Há semanas que Louise Wateridge tem testemunhado a incerteza que Aljamal, al-Belbesy e Almadhoun sentem, juntamente com os milhares de palestinianos que ali vivem.

“As pessoas aqui realmente não conseguem planejar nem mesmo uma semana, muito menos alguns dias”, disse o porta-voz da agência das Nações Unidas para os refugiados palestinos (UNWRA) à Al Jazeera.

“É assim que a vida tem sido nos últimos meses”, disse Wateridge, do oeste de Rafah.

Agora, essa incerteza se intensificou.

“Esta imagem horrível do que vimos durante a guerra, destas famílias deslocadas com todos os seus pertences num só veículo, colchões empilhados, tudo… Estamos a ver muito disso.”
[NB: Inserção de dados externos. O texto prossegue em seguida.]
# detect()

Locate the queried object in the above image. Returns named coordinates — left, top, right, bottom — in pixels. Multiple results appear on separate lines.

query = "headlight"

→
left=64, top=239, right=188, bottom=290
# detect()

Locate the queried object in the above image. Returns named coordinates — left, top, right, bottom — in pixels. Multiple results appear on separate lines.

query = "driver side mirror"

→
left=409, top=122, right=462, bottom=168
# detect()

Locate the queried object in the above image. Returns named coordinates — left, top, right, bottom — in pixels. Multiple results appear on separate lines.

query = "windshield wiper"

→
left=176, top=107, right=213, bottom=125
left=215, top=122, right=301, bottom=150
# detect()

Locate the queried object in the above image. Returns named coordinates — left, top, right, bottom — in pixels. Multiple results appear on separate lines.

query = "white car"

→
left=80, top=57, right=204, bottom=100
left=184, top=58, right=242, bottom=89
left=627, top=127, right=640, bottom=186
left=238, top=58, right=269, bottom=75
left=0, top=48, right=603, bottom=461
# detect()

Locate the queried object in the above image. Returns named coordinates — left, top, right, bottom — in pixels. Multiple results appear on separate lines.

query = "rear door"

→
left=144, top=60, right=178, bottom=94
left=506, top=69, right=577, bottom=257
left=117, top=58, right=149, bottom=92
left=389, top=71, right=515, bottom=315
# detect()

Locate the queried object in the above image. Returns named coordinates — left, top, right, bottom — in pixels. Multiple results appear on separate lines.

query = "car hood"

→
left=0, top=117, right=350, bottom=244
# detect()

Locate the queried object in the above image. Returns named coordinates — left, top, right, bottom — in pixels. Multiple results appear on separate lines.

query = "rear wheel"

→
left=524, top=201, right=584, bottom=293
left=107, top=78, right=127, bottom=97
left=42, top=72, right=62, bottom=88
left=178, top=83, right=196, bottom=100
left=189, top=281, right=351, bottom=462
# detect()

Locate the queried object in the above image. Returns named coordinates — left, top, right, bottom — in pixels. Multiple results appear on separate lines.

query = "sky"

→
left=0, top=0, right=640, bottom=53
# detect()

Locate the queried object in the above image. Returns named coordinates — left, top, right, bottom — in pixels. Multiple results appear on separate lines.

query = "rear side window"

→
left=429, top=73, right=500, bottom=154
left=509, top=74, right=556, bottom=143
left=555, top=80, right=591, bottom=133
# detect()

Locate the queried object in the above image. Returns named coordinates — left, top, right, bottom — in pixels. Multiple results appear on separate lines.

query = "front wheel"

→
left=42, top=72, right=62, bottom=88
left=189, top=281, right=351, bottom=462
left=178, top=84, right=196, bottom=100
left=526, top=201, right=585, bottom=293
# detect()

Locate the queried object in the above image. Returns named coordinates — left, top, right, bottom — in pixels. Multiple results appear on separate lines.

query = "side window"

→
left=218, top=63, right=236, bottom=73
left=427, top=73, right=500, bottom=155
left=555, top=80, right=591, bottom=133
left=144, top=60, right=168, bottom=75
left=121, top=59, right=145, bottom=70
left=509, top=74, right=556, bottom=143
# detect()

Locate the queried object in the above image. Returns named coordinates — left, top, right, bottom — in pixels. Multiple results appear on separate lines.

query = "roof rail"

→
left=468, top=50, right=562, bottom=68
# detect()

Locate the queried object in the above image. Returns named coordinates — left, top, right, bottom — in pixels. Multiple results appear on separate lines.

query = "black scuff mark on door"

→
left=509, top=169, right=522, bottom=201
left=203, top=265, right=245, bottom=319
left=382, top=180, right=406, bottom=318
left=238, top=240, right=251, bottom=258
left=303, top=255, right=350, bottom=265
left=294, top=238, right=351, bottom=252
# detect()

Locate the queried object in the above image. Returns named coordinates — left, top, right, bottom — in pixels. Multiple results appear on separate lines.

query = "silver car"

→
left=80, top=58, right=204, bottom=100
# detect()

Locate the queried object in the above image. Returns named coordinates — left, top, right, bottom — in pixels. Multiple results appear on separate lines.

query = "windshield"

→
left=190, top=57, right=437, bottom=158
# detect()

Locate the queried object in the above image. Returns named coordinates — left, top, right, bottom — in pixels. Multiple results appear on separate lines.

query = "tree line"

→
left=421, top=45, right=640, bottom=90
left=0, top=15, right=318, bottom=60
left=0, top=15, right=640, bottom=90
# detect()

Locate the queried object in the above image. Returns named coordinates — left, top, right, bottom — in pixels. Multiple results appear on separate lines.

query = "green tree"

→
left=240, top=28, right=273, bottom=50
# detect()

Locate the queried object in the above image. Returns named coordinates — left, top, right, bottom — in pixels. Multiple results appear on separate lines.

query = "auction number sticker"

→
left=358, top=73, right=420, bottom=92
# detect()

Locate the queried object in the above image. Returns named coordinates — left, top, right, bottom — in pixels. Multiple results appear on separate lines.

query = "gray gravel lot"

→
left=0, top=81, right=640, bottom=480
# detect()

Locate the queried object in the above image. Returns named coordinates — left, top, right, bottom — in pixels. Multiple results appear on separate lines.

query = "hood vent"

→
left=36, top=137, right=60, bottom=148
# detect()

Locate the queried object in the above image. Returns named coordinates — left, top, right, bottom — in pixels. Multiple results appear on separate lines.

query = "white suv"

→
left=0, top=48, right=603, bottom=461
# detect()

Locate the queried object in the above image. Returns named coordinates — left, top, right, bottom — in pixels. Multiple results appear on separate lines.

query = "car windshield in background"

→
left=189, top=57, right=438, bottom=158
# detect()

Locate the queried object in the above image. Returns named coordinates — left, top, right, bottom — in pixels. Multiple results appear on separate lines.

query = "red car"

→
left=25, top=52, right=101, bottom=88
Mas este êxodo para o oeste de Rafah é lento, disse ela, já que muitos não podem partir por razões financeiras ou físicas.

Aqueles que ficam optam por usar o pouco dinheiro que lhes resta para comprar comida, água e outros itens essenciais de sobrevivência, acrescentou ela.

A família de Aljamal é uma das muitas que ficaram sem dinheiro, mas que ainda tentam seguir para o oeste.

Seu pai, antes da guerra, vinha economizando para que ela recebesse tratamento no Egito. Mas desde então eles usaram todo esse dinheiro e ainda mais algum para alugar o pequeno quarto onde estavam hospedados, no leste de Rafah.

A família ainda procura uma tenda onde possa ficar, em al-Mawasi.

“Sonhei em viver uma vida bela… mas a guerra destruiu os nossos sonhos, as nossas casas e as nossas vidas”, disse Aljamal.

“Será que um dia irei provar meu valor e alcançar todas as minhas ambições?”